Wednesday, April 14, 2010

Project 365 (104/365): Tommy Cooper

.:104/365: Tommy Cooper:.



When a man can just stand there and do absolutely nothing for ten minutes and elicit uproarious laughter for it, you just know that there is something special about this guy.

Many magicians regard Tommy Cooper as the funniest man alive, and it’s hard to disagree with that evaluation. Throughout his television career, his unbelievable comic timing, his notorious habit for laughing at his own jokes before he even delivers his punchlines, all of these things come together and produce a man who seems to tickle every person’s funny bone with no effort at all.

When you consider his comedic material, Tommy’s jokes aren’t terribly well-written, or even that amazing. But it’s the presence that he emanated whenever he was performing that just sold his act as something better than anyone who would try to take his material and rip it off word for word. It’s a talent he had in spades, and it was something very few people not named Palito (Rest in peace, sir.) were capable of doing. Clearly, Tommy was a rare find, and a consummate entertainer, through and through.

I believe that the greatest magic trick Tommy has ever done is to generate laughter from virtually nothing. Just by standing there, just by looking at his audience, he already gets people laughing and rolling in the aisles, for no discernable reason. The man may have done amazing magic, but he was the greatest magic to behold: I cannot think of another man who can get the reactions he does while doing so little. He is simply at a whole different level.

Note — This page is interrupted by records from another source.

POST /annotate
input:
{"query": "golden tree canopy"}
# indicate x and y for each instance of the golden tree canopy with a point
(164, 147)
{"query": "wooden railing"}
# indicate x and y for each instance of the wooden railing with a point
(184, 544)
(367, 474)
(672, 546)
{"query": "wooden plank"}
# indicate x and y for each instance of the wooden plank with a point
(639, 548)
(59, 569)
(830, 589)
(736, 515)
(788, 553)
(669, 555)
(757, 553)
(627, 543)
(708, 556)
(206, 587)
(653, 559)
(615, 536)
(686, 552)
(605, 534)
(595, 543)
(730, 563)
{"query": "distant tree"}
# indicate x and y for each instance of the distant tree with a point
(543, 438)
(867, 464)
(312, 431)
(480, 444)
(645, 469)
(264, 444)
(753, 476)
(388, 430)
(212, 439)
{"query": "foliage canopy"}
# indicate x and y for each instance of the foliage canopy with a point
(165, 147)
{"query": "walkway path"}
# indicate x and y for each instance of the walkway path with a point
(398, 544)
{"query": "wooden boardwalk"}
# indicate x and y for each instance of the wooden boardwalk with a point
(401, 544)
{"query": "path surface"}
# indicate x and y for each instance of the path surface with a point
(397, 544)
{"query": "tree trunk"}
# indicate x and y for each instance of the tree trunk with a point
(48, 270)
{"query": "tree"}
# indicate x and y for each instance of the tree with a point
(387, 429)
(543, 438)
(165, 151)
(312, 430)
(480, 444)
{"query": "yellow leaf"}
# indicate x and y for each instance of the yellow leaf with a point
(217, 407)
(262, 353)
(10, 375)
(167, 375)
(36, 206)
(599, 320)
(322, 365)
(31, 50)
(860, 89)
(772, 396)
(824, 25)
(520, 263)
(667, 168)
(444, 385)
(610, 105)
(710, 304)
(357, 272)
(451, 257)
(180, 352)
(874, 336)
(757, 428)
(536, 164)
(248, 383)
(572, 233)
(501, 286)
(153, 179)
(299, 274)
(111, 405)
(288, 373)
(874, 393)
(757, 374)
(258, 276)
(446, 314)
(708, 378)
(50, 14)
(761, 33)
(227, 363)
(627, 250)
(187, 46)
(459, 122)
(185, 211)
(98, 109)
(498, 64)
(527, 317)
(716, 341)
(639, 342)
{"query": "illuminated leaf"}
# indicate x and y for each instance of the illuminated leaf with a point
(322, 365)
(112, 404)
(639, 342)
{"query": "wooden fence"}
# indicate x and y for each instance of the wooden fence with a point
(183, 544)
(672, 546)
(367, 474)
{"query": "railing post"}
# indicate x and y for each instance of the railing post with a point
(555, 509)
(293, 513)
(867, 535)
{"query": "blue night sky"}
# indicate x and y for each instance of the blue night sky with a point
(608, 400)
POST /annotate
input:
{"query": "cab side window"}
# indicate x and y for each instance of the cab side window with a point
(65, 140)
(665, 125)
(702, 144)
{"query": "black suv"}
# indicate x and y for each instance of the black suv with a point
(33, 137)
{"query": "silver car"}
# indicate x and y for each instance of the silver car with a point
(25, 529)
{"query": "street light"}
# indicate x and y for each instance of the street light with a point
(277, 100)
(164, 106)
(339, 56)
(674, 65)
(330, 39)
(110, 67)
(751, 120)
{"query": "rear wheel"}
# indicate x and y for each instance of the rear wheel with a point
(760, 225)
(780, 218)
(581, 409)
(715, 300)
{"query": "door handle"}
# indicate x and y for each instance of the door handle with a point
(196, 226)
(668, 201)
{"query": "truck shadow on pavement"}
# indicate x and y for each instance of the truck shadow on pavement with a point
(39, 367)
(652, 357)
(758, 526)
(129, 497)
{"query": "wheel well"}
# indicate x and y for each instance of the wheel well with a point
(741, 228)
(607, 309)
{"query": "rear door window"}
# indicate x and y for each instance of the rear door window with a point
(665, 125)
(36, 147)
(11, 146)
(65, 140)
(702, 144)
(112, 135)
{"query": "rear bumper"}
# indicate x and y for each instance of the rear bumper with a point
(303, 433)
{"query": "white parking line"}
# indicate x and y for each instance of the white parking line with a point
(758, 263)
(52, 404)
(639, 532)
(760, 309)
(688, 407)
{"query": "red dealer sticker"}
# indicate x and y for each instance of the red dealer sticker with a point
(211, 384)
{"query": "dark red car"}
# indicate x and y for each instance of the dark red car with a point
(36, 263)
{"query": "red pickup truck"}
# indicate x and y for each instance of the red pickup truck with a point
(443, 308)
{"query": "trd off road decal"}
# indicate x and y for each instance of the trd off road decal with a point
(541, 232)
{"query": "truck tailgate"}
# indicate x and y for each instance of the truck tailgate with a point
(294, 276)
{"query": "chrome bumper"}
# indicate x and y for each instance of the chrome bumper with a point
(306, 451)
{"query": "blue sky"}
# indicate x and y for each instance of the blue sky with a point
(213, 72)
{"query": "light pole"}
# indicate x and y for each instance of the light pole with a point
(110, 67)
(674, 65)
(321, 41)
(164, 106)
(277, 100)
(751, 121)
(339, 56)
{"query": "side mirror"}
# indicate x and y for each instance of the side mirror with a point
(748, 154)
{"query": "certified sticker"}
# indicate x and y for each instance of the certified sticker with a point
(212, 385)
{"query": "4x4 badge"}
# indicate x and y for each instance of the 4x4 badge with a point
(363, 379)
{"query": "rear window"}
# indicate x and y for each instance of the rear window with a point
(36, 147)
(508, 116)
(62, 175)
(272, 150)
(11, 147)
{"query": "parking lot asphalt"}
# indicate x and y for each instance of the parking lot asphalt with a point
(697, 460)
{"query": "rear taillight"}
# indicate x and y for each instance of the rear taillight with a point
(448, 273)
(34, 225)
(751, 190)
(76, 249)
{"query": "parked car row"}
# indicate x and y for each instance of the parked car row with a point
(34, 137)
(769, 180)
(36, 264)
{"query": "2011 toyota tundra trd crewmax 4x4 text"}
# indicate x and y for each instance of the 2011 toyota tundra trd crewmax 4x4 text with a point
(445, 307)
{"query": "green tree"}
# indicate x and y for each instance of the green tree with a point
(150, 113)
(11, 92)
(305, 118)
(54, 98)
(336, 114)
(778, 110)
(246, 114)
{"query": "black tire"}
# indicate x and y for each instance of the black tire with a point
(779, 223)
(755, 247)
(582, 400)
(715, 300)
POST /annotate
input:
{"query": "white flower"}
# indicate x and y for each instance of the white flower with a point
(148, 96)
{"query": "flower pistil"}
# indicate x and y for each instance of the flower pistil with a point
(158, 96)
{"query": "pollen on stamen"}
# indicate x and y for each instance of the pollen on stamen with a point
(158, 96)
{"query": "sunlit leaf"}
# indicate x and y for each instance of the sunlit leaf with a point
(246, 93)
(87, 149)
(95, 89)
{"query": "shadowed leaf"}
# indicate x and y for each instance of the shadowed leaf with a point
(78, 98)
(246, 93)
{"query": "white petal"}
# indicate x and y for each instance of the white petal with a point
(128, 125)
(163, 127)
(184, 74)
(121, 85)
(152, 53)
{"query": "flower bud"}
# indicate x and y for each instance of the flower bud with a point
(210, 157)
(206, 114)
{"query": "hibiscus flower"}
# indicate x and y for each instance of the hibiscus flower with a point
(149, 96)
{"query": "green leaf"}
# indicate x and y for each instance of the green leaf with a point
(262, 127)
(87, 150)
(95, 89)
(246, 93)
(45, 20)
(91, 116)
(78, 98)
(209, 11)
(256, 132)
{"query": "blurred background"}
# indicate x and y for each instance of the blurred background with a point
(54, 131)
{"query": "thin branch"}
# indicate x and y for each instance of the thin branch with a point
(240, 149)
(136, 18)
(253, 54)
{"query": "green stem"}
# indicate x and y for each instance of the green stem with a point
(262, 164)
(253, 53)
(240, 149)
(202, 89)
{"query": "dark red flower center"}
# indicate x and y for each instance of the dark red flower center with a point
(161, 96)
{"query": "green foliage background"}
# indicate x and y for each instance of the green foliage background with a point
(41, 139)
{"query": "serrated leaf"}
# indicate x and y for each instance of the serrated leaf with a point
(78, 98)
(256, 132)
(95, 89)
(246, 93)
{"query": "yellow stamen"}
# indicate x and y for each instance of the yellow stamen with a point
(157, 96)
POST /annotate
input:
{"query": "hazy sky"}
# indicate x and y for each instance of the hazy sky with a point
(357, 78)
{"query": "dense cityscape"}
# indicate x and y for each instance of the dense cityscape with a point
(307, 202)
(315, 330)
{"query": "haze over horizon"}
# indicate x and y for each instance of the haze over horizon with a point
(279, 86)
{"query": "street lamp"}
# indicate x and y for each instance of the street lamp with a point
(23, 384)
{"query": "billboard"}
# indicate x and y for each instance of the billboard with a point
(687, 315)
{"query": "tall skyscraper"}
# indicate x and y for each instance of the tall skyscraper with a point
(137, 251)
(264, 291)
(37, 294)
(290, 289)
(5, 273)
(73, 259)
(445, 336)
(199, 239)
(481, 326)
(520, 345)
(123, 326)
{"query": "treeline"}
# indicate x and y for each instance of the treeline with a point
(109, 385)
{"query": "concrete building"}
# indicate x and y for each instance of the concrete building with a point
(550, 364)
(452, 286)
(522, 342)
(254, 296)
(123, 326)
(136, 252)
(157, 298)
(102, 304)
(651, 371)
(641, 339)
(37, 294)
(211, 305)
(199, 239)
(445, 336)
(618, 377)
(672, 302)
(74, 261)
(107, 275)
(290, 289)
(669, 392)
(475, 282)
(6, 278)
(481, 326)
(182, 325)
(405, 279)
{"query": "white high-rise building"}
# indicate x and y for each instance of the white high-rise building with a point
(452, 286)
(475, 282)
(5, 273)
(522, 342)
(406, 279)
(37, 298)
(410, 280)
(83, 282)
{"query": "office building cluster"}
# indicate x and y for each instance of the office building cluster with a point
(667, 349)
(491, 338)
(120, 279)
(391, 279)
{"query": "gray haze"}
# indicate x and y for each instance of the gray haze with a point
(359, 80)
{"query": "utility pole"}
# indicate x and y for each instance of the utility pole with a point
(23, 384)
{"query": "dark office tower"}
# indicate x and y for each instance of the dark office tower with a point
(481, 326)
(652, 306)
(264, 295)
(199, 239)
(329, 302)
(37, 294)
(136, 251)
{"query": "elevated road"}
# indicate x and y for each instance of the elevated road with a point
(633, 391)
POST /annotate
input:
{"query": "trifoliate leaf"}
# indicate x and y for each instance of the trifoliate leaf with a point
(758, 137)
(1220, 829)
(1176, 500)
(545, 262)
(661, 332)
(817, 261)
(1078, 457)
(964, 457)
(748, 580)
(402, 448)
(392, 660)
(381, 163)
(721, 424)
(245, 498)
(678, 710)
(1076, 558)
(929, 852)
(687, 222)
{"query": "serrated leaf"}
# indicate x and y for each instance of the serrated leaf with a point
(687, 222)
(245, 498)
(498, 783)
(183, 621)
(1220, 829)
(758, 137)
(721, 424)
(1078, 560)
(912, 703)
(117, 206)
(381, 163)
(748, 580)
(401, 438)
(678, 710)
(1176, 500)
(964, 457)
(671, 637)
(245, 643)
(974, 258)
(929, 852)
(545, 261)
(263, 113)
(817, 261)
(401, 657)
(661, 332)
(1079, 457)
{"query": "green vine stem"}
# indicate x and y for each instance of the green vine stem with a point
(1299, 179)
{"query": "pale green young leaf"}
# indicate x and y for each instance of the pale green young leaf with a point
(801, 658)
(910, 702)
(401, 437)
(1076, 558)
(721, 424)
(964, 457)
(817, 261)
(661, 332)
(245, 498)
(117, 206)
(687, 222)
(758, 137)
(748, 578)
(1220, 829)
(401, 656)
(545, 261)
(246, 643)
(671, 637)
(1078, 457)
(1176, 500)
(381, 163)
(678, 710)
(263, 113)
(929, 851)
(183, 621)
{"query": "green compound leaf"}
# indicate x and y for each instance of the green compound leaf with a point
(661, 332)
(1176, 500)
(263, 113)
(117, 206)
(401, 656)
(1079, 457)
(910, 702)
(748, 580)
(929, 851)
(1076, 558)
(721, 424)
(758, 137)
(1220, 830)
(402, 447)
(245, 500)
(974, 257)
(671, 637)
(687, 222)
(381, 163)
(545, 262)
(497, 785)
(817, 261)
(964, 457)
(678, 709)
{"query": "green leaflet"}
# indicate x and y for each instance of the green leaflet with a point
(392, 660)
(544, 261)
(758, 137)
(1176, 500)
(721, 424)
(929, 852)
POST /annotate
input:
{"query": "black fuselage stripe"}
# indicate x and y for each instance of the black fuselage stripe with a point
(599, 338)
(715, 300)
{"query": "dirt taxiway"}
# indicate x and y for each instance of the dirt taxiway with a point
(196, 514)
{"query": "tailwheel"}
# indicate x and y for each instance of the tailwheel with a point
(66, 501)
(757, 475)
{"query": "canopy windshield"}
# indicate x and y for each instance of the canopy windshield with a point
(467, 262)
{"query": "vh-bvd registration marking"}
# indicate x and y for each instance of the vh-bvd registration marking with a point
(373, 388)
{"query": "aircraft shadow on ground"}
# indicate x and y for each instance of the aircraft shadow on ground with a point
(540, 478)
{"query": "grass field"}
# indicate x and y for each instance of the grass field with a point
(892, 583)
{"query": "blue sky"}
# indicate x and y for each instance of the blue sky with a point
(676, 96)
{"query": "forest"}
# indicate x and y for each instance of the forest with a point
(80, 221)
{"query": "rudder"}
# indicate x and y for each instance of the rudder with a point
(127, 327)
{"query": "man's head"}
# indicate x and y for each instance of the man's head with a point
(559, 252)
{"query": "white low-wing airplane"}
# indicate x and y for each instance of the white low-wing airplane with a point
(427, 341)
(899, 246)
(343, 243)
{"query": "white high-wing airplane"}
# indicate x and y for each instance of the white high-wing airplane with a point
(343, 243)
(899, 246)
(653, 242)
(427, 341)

With humble beginnings in the world of magic, Tommy Cooper has become a household name to many people, especially in Britain. His devilish sense of humor, his childlike impish nature, all of these combined to make for a man who was funny, but extremely talented in the magic arts. Many people tend to think that he was always a bumbling magician, yet nobody realized that it was all part of the act. Tommy Cooper did not make a mistake unless Tommy Cooper wanted to make a mistake. He was very precise and very adept with his moves, his choreography, everything. There wasn’t a wasted moment in his movement and his approach.

It was very unfortunate though that he passed on in 1987. As an esteemed member of the Magic Circle, the man passed away in the only way that seemed fitting of a performer of his calibre: he died onstage, while performing, due to a massive heart attack. His trademark red fez, one that has adorned his head anytime he was seen doing magic ever since he supposedly borrowed a similar hat from a stranger, fell off his head when he slumped onstage and breathed his last. It was almost a symbolic gesture that it was the end of the laughter for a man who, for decades, was the most naturally funny man the world has ever known.

Many people will point to his ill qualities, his vices and his shortcomings, but ultimately, few will deny that despite all these things, Tommy Cooper was an amazing performer, and someone many comedy magicians and even comics aspire to be like.